Politics

Liberal Pundit Fears 'Libertarian' Fallout from Pro-Gay Marriage Ruling by SCOTUS

The same individualistic jurisprudence that advances gay rights could also imperil "progressive" economic reforms.

|

Last week the U.S. Supreme Court heard oral arguments in the gay marriage case Obergefell v. Hodges. At issue is whether state laws which prohibit same-sex unions violate the 14th Amendment, which forbids state governments from denying the equal protection of the laws to any person within their respective jurisdictions.

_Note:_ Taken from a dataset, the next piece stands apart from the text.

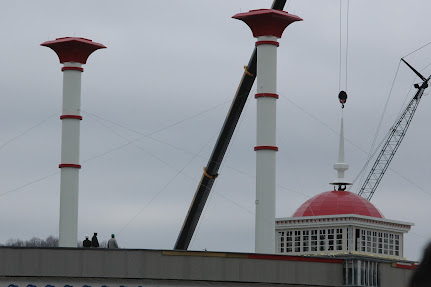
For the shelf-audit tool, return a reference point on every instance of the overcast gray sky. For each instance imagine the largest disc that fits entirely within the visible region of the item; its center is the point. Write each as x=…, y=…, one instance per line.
x=173, y=67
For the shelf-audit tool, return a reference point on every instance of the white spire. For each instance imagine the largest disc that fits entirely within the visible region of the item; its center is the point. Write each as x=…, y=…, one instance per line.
x=341, y=166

Standing before the Court, John Bursch, special assistant attorney general for the state of Michigan, argued that "this case isn't about how to define marriage. It's about who gets to decide that question. Is it the people acting through the democratic process, or is it the Federal courts?" In Bursch's view, such regulatory decisions should be left in the hands of democratically accountable state lawmakers. The federal courts should butt out.

Mary Bonauto, the lawyer challenging those state bans on behalf of several gay couples, framed the case quite differently. "In terms of the question of who decides," she told the justices, "it's not about the Court versus the States. It's about the individual making the choice to marry and with whom to marry, or the government."

Judging by the outpouring of punditry, most liberals appear to agree with Bonauto. But there is at least one notable exception to that seeming liberal consensus. Writing at The Atlantic, the liberal legal analyst Jeffrey Rosen worries that the American left could suffer a Pyrrhic victory if gay marriage prevails in Obergefell. Why? Because "the right to dignity—now celebrated by liberals for what it means to gay rights—could ultimately produce other decisions in unrelated cases that they would not be so quick to celebrate." For example, Rosen notes, "in the McDonald case, striking down gun possession laws under the Second Amendment," legal conservatives "recognized a dignitary interest attached to the right to bear arms." Similarly, Rosen says, "libertarian groups" argued "that the Obamacare healthcare mandate unconstitutionally violated the dignity and autonomy of Americans by forcing them to buy health insurance." In short, Rosen fears, if the Supreme Court places individual dignity and autonomy above government power in this case, "progressive legislation" could be similarly imperiled in future cases. Perhaps, Rosen implies, the fate of gay marriage is better left to the democratic process after all.

Credit: C-SPAN

Ironically, conservative Justice Antonin Scalia employed a very similar argument back in 2003 when he dissented from the Supreme Court's landmark gay rights ruling in Lawrence v. Texas, in which the Court struck down that state's ban on gay sex. According to Scalia, Texas' Homosexual Conduct Law "undoubtedly imposes constraints on liberty." But so do state laws which prohibit "working more than 60 hours a week in a bakery." In both instances, Scalia said, democratically accountable lawmakers should have the final say on whether or not the regulation gets to remain on the books. The federal courts should butt out.

Scalia's reference to bakeries in Lawrence was a subtle nod to the Supreme Court's 1905 decision in Lochner v. New York, the famous Progressive era case in which the justices invalidated the maximum working hours provision of that state's Bakeshop Act on the grounds that it violated the individual liberty secured by the 14th Amendment. If you ask most modern legal liberals, they'll tell you that Lochner was wrongly decided and in fact symbolizes the dangers of libertarian judicial activism. Scalia agrees. By invoking Lochner in a gay rights case, Scalia was trying to get his liberal colleagues to connect the dots and realize that government regulatory power is undermined whenever a federal judge invalidates a state law based on a libertarian reading of the 14th Amendment.

Rosen connected the dots. "If the Court strikes down same-sex marriage bans on the grounds that they violate a right to dignity," he writes about last week's Obergefell oral arguments, "liberals may have second thoughts about empowering judges to decide whose dignity trumps when the interests of citizens with very different conceptions of dignity clash."

In other words, according to both Scalia and Rosen, strict judicial enforcement of the 14th Amendment could serve the twin ends of advancing gay rights and imperiling certain "progressive" economic regulations. Let's hope they're right.